Thanks, Bdog.

I'm really trying to convince myself to let her go once and for all. This is the 3rd time she's left it's usually when we are looking to take the next step in our relationship that we will have some sort of disgreement and then she will drop the bomb.

I have to have blind faith that I will heal from this and learn alot about myself.

I don't ever want to go through this again, I'm sure it's taken years off my life.

I also don't want to become so jaded that I never try again with anyone else.

As for how I'm feeling right now, I'm done. I dont want W back.

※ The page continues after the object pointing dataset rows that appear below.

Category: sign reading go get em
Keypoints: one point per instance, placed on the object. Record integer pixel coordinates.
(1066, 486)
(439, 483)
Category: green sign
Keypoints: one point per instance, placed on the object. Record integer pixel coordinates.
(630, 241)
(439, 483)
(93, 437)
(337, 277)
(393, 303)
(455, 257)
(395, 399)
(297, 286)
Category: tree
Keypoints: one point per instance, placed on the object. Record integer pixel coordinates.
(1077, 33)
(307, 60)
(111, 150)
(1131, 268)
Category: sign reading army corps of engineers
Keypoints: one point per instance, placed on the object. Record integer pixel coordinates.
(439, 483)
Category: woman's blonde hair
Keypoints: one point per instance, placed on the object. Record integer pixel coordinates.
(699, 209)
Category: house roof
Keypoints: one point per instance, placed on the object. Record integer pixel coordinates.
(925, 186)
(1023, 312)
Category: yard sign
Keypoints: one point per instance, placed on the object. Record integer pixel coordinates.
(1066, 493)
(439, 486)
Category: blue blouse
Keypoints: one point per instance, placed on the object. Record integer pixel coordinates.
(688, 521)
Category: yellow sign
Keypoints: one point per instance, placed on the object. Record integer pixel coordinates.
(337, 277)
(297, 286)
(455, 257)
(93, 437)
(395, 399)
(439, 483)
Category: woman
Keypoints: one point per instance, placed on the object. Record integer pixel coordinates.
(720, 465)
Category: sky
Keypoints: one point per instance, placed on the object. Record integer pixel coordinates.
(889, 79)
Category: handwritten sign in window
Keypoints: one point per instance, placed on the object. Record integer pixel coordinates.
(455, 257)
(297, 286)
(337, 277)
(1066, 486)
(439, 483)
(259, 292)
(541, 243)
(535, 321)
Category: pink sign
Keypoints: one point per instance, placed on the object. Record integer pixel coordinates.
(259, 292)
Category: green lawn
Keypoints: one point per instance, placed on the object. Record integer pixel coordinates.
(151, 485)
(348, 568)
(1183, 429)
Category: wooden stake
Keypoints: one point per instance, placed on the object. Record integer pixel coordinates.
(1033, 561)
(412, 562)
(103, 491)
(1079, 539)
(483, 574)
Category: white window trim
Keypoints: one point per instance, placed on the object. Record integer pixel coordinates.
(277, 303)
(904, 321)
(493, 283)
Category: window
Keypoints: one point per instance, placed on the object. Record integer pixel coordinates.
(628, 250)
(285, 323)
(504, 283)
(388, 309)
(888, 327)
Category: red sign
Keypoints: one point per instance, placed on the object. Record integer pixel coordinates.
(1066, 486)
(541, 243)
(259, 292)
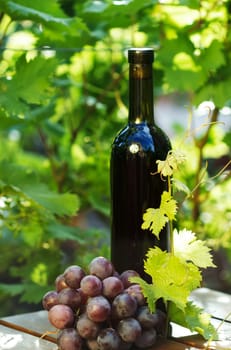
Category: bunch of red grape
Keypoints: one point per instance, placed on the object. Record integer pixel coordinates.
(101, 310)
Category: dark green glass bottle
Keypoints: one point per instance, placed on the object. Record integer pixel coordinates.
(134, 188)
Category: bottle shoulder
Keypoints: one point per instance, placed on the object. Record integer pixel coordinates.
(147, 135)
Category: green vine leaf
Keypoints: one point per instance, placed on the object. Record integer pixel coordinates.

I was living in a fantasy world and idealizing her and creating this image of her in my mind that did not accurately reflect who she really was or what she really believed in.

I also know that this is a roller coaster, and my thoughts and feelings with flip flop back and forth.

I feel my anger building and I want to call her out on her BS. With some distance, I'm starting to see it wasn't all my fault. And she is more than happy to place all the blame on me and publicly announce it. I won't resort to doing that. As much as I want to defend myself, I'm not going to. This is a 180 for me and I'm not doing it to get W back. I'm doing this to prove to myself that I can rise above this without reacting to my thoughts and emotions.

I'm hoping today is the beginning of a new journey for me. I have no idea what to expect as I feel like I'm floundering in a giant sea of uncertainty. But I'm bound and determined to stand up and find out who I really am. I'm tired of the fear and I'm tired of not believing in myself.